Ottawa (Ontario) – Alors que les fêtes touchent à leur fin et que la nouvelle année débute, les Canadiens sont plus désespérés que jamais, confrontés à des choix impossibles dans les mois à venir. L’indice des dettes à la consommation de MNP de ce mois-ci révèle que 71 % des Canadiens s’attendent à une détérioration du coût de la vie, le pessimisme concernant la hausse des coûts « s’étend bien au‑delà des prix et reflète un sentiment généralisé que la situation économique va se dégrader ».
Pour ajouter à leurs inquiétudes économiques, 41 % des Canadiens déclarent aujourd’hui être à 200 dollars ou moins de la faillite. 59 % d’entre eux s’inquiètent du coût inabordable du logement, tandis que le même pourcentage estime que la situation économique va globalement se détériorer. Parallèlement, MNP a également constaté que les jeunes Canadiens sont « les plus susceptibles de se sentir paralysés financièrement ».
Il n’est donc pas surprenant qu’une récente étude de TransUnion ait montré que 31 % des milléniaux et 47 % de la génération Z déclarent avoir l’intention de s’endetter davantage, et qu’un quart des personnes interrogées déclarent être incapables de payer intégralement une ou plusieurs de leurs factures ou prêts actuels. La même étude a révélé que pas moins de 84 % des personnes interrogées considéraient « l’inflation des produits de consommation courante » comme l’une de leurs trois principales préoccupations budgétaires.

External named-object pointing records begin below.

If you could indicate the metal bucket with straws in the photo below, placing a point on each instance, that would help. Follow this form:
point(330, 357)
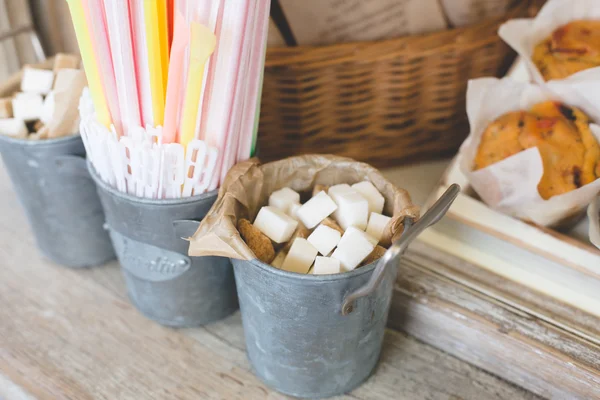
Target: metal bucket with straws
point(164, 283)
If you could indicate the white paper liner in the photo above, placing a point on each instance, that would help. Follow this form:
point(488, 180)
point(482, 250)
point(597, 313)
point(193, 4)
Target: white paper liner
point(594, 217)
point(510, 186)
point(524, 34)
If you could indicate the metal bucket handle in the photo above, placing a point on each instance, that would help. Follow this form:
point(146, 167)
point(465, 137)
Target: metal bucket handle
point(412, 229)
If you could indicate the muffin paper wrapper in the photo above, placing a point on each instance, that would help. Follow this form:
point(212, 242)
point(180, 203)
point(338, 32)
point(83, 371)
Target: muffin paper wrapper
point(524, 34)
point(510, 186)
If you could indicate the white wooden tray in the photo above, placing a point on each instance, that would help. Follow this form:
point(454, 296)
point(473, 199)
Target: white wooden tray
point(563, 265)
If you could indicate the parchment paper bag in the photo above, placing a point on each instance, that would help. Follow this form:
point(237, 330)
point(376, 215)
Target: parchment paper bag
point(525, 33)
point(248, 185)
point(510, 186)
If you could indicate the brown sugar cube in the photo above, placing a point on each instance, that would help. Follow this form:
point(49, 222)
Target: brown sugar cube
point(301, 232)
point(38, 125)
point(329, 222)
point(62, 61)
point(279, 258)
point(375, 255)
point(6, 107)
point(319, 188)
point(258, 242)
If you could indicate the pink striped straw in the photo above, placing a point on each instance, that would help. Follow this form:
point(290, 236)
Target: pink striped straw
point(95, 19)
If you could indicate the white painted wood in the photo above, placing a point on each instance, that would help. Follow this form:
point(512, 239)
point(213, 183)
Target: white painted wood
point(72, 334)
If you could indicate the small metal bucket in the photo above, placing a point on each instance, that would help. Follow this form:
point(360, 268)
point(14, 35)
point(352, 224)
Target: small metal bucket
point(164, 283)
point(52, 183)
point(316, 336)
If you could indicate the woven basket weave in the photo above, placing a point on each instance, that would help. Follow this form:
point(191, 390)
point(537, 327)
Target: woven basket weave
point(385, 103)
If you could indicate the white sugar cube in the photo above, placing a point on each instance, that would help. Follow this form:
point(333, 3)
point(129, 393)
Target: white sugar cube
point(352, 231)
point(278, 260)
point(293, 211)
point(326, 266)
point(37, 80)
point(324, 239)
point(370, 192)
point(276, 224)
point(300, 257)
point(13, 127)
point(353, 210)
point(354, 247)
point(316, 210)
point(337, 190)
point(283, 199)
point(48, 108)
point(27, 106)
point(377, 224)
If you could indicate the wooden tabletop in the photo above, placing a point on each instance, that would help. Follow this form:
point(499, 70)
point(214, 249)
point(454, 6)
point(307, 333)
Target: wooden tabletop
point(72, 334)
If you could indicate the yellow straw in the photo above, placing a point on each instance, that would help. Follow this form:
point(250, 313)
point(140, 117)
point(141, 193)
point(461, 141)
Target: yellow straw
point(89, 62)
point(163, 33)
point(202, 45)
point(155, 61)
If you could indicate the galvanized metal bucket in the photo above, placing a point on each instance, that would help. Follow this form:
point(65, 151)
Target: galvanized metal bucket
point(164, 283)
point(316, 336)
point(59, 197)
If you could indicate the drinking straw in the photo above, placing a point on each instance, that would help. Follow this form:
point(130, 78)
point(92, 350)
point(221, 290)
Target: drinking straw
point(171, 20)
point(151, 22)
point(117, 20)
point(240, 95)
point(207, 12)
point(175, 82)
point(96, 21)
point(251, 113)
point(202, 45)
point(213, 11)
point(163, 35)
point(221, 95)
point(142, 66)
point(89, 61)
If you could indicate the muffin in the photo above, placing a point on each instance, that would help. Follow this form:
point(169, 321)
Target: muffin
point(569, 151)
point(571, 48)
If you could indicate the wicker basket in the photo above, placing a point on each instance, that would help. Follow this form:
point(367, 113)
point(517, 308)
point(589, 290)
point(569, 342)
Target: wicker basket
point(385, 103)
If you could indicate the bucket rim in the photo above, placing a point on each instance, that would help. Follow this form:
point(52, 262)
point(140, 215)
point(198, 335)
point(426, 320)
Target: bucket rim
point(41, 142)
point(142, 200)
point(310, 277)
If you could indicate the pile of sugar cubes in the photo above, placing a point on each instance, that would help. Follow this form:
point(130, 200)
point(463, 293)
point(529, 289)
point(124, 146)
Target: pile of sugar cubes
point(29, 110)
point(336, 231)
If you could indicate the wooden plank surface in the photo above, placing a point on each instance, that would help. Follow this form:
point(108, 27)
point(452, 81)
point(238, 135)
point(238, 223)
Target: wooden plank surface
point(484, 320)
point(71, 334)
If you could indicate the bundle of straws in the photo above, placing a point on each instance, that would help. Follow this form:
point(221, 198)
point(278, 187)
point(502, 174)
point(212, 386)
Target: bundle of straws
point(174, 90)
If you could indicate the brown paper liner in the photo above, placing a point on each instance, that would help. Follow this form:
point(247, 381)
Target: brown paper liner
point(248, 185)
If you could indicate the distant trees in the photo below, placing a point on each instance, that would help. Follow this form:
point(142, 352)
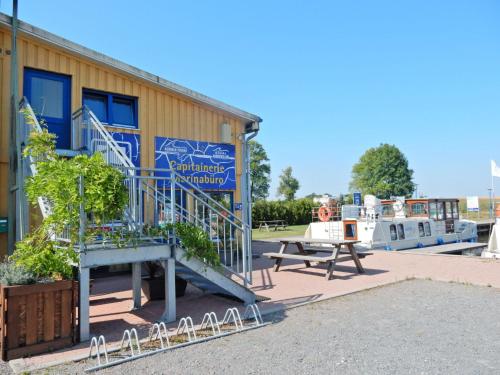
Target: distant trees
point(288, 185)
point(260, 170)
point(383, 171)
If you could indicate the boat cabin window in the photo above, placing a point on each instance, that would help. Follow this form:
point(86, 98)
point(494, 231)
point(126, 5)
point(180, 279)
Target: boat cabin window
point(387, 210)
point(449, 210)
point(421, 230)
point(433, 210)
point(401, 231)
point(419, 209)
point(350, 232)
point(456, 212)
point(441, 213)
point(394, 234)
point(427, 227)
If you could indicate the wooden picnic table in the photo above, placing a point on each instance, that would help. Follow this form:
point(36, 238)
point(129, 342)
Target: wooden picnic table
point(272, 223)
point(306, 253)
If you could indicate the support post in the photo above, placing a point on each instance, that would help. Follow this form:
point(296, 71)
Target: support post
point(136, 285)
point(83, 313)
point(169, 315)
point(13, 201)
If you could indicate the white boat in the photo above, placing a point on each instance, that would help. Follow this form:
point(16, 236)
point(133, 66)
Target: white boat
point(493, 249)
point(395, 224)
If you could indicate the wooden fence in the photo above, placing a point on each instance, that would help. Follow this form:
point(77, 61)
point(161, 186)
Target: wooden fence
point(37, 318)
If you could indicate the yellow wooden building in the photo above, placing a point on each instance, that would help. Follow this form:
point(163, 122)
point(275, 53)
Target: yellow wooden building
point(140, 109)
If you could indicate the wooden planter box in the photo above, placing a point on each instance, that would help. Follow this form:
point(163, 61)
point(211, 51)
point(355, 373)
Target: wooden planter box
point(37, 318)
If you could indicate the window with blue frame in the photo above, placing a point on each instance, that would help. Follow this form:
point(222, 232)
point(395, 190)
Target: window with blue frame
point(112, 109)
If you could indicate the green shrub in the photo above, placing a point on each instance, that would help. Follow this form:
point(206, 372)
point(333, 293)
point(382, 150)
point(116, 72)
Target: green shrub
point(57, 179)
point(295, 212)
point(196, 242)
point(42, 257)
point(13, 274)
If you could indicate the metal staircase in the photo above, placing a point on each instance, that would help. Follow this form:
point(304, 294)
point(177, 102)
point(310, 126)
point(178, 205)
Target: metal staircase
point(158, 197)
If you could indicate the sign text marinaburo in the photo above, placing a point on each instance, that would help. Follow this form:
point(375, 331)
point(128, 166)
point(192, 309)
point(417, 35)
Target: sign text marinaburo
point(204, 164)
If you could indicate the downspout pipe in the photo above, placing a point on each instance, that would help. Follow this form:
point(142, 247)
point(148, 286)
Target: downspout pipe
point(13, 200)
point(246, 196)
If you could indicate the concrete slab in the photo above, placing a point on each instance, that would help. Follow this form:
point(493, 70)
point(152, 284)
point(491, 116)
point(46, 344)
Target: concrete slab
point(293, 285)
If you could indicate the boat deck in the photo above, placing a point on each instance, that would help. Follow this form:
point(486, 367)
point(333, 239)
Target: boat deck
point(460, 248)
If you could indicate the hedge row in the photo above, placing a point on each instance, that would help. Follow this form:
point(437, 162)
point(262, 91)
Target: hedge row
point(295, 212)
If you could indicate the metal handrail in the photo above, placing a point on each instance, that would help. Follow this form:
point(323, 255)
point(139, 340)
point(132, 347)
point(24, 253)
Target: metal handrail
point(230, 233)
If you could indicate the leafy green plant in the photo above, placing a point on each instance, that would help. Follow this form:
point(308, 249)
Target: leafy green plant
point(41, 256)
point(294, 212)
point(13, 274)
point(57, 180)
point(196, 242)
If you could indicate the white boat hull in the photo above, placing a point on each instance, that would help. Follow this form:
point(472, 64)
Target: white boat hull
point(378, 235)
point(493, 250)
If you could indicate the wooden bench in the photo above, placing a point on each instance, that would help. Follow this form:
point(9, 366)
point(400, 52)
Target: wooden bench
point(273, 224)
point(306, 254)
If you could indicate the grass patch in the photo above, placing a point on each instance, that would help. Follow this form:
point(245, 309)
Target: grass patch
point(292, 230)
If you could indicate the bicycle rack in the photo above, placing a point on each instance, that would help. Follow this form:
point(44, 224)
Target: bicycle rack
point(187, 325)
point(210, 319)
point(128, 335)
point(255, 311)
point(158, 331)
point(97, 342)
point(233, 313)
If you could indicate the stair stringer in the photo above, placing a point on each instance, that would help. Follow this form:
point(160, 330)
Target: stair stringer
point(209, 275)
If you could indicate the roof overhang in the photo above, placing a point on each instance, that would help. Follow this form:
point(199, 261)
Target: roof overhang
point(77, 49)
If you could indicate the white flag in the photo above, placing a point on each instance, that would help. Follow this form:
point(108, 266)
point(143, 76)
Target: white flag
point(495, 169)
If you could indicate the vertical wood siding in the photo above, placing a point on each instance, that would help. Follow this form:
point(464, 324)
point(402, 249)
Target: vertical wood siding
point(161, 112)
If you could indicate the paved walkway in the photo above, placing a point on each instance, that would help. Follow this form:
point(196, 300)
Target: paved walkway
point(412, 327)
point(293, 285)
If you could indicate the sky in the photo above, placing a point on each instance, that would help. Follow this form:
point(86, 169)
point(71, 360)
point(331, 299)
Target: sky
point(329, 78)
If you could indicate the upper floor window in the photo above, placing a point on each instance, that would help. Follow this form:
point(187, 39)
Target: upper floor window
point(387, 210)
point(421, 230)
point(401, 231)
point(427, 229)
point(112, 109)
point(394, 234)
point(419, 209)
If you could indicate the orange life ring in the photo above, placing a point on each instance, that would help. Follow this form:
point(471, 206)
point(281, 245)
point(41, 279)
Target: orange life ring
point(324, 213)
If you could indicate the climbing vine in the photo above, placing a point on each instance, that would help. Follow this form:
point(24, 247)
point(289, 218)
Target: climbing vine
point(58, 181)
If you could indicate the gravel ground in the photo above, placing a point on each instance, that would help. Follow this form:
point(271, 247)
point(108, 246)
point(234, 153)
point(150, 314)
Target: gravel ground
point(413, 327)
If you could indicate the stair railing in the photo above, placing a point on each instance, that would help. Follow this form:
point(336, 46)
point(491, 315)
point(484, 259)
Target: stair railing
point(90, 136)
point(171, 197)
point(29, 123)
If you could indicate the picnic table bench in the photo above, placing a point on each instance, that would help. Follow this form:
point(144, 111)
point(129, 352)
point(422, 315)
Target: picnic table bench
point(307, 254)
point(272, 223)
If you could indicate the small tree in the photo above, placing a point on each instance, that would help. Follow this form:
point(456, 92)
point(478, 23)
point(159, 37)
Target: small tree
point(288, 185)
point(383, 171)
point(260, 171)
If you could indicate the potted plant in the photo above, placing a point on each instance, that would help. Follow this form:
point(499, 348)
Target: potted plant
point(40, 314)
point(153, 285)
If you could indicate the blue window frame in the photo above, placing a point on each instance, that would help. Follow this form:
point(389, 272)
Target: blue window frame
point(112, 109)
point(50, 97)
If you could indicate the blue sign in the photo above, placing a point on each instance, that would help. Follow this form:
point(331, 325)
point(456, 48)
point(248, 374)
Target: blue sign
point(131, 143)
point(356, 197)
point(204, 164)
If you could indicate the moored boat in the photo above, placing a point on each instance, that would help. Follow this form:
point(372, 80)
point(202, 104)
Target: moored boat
point(394, 224)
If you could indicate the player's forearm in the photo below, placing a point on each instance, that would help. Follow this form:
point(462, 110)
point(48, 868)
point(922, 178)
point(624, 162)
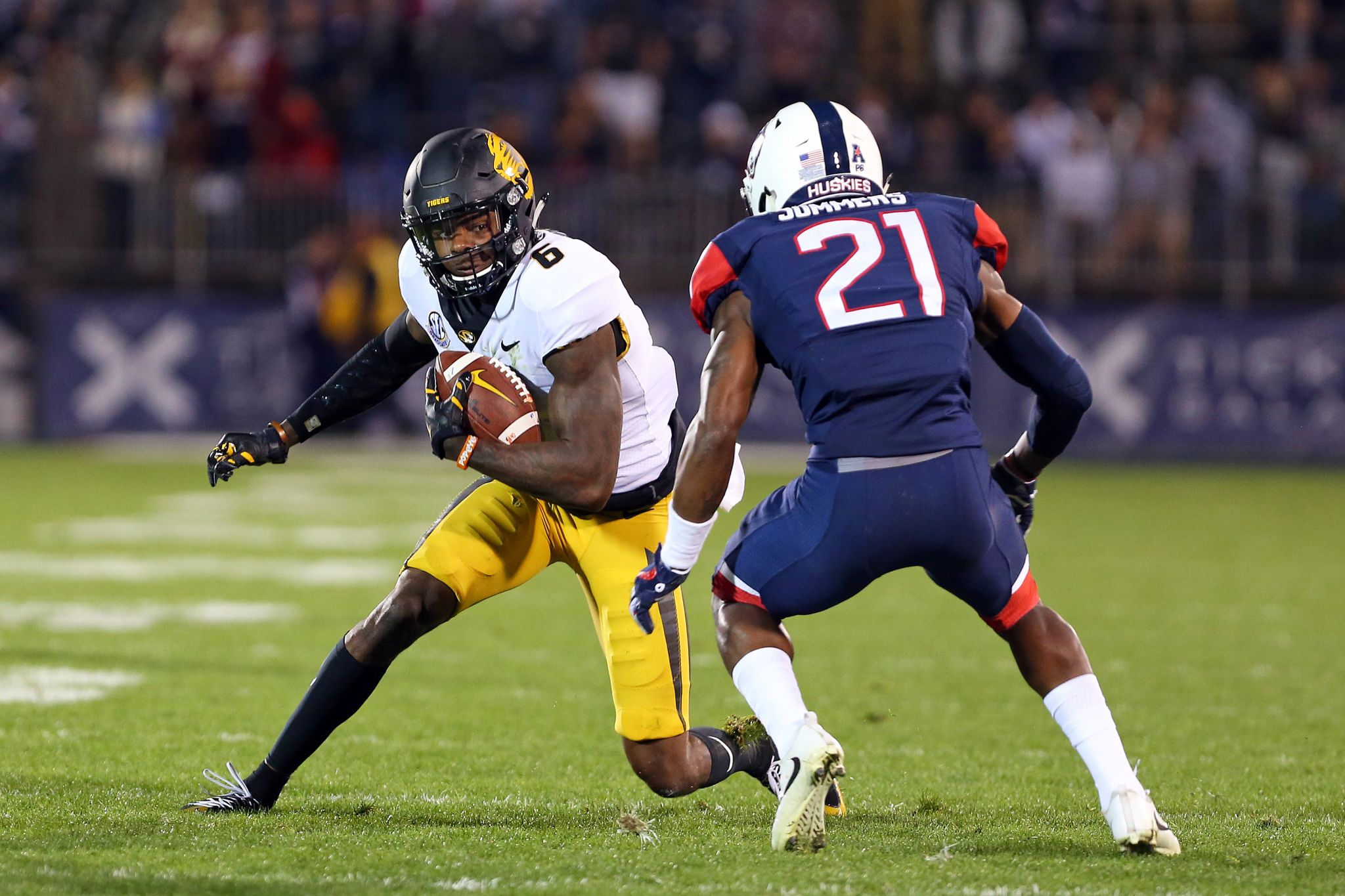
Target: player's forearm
point(704, 469)
point(372, 373)
point(1028, 354)
point(573, 475)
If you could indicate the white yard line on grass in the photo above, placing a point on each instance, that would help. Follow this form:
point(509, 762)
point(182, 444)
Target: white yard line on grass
point(123, 567)
point(194, 531)
point(135, 617)
point(60, 684)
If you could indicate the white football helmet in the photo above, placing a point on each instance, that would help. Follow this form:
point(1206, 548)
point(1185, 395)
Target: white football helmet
point(811, 151)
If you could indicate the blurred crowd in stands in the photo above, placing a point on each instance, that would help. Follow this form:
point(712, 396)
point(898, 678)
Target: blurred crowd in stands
point(1134, 123)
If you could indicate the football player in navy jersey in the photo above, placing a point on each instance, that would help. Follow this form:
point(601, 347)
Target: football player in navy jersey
point(870, 301)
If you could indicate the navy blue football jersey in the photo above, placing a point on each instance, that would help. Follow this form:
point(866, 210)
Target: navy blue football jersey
point(866, 305)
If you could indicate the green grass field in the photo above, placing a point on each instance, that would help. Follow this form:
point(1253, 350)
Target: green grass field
point(1210, 601)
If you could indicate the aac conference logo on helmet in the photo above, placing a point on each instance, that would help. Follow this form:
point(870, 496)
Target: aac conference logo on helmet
point(509, 164)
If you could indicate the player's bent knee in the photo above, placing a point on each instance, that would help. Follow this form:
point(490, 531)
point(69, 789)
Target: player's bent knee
point(665, 766)
point(417, 603)
point(424, 601)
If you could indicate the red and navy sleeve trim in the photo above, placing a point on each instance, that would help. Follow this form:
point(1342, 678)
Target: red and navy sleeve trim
point(712, 281)
point(989, 241)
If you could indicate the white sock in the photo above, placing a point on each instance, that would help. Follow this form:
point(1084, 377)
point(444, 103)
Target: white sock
point(1082, 712)
point(766, 680)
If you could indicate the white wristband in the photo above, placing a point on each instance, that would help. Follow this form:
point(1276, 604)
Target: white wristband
point(685, 540)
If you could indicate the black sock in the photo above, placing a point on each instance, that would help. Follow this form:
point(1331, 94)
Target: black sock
point(757, 758)
point(342, 687)
point(724, 754)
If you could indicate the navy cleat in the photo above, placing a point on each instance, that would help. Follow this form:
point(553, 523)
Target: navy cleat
point(237, 796)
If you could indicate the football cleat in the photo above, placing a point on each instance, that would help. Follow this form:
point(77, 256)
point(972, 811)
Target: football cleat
point(807, 769)
point(834, 802)
point(237, 797)
point(1137, 825)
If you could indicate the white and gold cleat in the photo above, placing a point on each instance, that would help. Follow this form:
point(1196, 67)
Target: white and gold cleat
point(1137, 825)
point(807, 770)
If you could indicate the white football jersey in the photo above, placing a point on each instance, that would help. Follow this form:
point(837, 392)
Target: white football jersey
point(563, 292)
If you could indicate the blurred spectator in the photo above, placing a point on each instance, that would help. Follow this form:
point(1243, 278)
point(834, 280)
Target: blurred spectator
point(625, 88)
point(363, 295)
point(132, 131)
point(1043, 129)
point(16, 136)
point(1157, 195)
point(1038, 102)
point(977, 41)
point(725, 140)
point(299, 146)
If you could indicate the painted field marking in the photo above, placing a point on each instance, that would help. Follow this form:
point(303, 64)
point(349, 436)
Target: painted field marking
point(135, 617)
point(61, 684)
point(124, 567)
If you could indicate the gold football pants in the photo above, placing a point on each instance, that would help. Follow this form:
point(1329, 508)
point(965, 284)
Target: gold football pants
point(495, 538)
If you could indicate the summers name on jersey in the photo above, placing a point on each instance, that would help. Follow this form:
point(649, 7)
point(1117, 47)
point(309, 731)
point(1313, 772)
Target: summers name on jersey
point(866, 307)
point(563, 292)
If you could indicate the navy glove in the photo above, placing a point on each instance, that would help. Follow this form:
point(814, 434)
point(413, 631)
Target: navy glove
point(245, 449)
point(1021, 495)
point(654, 582)
point(447, 418)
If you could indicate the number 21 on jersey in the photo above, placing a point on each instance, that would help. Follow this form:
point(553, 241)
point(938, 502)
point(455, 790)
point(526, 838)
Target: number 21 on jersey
point(870, 250)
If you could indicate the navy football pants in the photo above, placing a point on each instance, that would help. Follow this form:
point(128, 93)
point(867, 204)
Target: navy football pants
point(826, 535)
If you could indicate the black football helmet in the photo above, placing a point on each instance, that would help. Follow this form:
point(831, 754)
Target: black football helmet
point(462, 175)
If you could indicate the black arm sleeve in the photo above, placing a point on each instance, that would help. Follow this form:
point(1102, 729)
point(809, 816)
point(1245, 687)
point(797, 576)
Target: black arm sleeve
point(374, 372)
point(1028, 354)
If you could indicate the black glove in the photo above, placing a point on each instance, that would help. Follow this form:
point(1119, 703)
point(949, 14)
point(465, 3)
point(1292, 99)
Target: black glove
point(1021, 494)
point(445, 419)
point(245, 449)
point(654, 582)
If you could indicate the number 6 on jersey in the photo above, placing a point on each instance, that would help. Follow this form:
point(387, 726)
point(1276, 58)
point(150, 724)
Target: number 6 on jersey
point(870, 250)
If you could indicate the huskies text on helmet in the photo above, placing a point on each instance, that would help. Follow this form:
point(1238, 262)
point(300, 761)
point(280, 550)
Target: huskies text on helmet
point(811, 151)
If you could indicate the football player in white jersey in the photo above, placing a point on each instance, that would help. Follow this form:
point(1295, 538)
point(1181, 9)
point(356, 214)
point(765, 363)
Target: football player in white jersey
point(477, 274)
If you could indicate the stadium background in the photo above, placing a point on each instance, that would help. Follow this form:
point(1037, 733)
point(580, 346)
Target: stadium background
point(198, 205)
point(185, 182)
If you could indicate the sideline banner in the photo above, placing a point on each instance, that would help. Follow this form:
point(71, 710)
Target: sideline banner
point(1168, 383)
point(135, 366)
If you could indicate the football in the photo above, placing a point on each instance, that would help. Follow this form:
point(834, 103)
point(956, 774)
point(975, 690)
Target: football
point(498, 403)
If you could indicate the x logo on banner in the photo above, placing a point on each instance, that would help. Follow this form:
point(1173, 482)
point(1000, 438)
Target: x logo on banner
point(127, 372)
point(1110, 364)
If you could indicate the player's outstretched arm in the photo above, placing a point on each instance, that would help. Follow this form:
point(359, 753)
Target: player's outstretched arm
point(728, 385)
point(1017, 340)
point(575, 468)
point(374, 372)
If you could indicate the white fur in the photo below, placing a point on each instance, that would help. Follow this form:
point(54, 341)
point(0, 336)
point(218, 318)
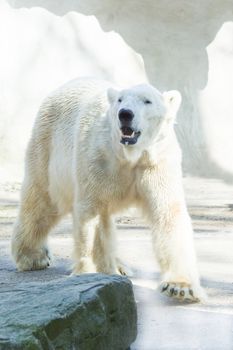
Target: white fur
point(76, 163)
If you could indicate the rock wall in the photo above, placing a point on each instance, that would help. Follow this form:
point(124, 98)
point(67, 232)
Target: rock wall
point(178, 44)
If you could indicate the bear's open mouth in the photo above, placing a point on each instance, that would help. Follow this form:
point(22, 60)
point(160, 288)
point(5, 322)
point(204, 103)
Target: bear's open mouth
point(129, 136)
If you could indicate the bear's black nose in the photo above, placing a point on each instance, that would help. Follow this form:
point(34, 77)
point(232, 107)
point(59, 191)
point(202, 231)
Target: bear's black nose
point(125, 115)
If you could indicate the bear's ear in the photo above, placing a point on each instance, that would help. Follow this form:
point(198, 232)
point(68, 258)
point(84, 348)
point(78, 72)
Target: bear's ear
point(112, 95)
point(172, 100)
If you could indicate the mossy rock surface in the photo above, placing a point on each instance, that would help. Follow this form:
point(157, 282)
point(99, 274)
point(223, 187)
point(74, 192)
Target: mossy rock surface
point(91, 311)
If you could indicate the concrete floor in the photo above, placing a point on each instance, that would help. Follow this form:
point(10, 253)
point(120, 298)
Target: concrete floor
point(162, 323)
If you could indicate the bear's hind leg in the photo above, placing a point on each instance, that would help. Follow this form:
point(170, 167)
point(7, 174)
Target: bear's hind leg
point(104, 246)
point(36, 217)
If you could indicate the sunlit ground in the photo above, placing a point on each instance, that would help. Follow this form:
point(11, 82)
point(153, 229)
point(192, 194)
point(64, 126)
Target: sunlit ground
point(162, 324)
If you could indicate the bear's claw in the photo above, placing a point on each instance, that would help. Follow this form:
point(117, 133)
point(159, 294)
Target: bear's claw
point(179, 290)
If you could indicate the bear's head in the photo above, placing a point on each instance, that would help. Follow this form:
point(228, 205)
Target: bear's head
point(141, 115)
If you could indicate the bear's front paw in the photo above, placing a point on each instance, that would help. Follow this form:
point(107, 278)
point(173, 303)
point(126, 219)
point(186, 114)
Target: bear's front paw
point(33, 260)
point(181, 291)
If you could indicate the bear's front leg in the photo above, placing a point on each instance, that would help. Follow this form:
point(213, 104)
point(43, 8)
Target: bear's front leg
point(172, 237)
point(174, 247)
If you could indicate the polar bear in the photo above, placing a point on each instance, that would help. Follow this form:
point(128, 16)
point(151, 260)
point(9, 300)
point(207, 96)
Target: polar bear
point(95, 151)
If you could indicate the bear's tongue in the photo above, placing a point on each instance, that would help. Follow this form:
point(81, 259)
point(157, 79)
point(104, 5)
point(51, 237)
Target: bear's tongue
point(129, 136)
point(127, 131)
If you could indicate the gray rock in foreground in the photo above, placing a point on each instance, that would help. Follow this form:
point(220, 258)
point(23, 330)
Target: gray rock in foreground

Ce constat est corroboré par un sondage réalisé par Banques alimentaires Canada, qui a révélé que 50 % des 18-24 ans déclarent se sentir moins bien financièrement qu’il y a trois mois, tout comme 41 % de l’ensemble des Canadiens. En effet, 28 % des jeunes adultes déclarent avoir sauté un repas en raison du coût de la vie.
Un autre sondage récent de la TD a révélé que pas moins de 67 % des Canadiens prévoient réduire leur budget au cours de l’année à venir, contre environ la moitié au début de 2025. La plupart des personnes interrogées ont déclaré qu’elles feraient moins d’achats et mangeraient moins souvent au restaurant, tandis que 39 % ont déclaré qu’elles se tourneraient vers les produits de marque maison et 44 % qu’elles réduiraient leurs dépenses de loisirs.
Mark Carney a promis des changements, mais la onzième année de mauvaise gestion libérale est encore plus dévastatrice. Les conservateurs refusent d’accepter que le Canada soit un pays où les familles doivent financer leurs achats de base en s’endettant ou en y renonçant complètement. En mettant fin aux dépenses inflationnistes des libéraux et aux taxes cachées qui font grimper le coût des aliments et d’autres produits de première nécessité, nous pouvons y parvenir. Nous nous efforçons de rétablir la promesse du Canada : où le travail acharné garantit une belle vie, avec un logement abordable et des repas nutritifs sur la table.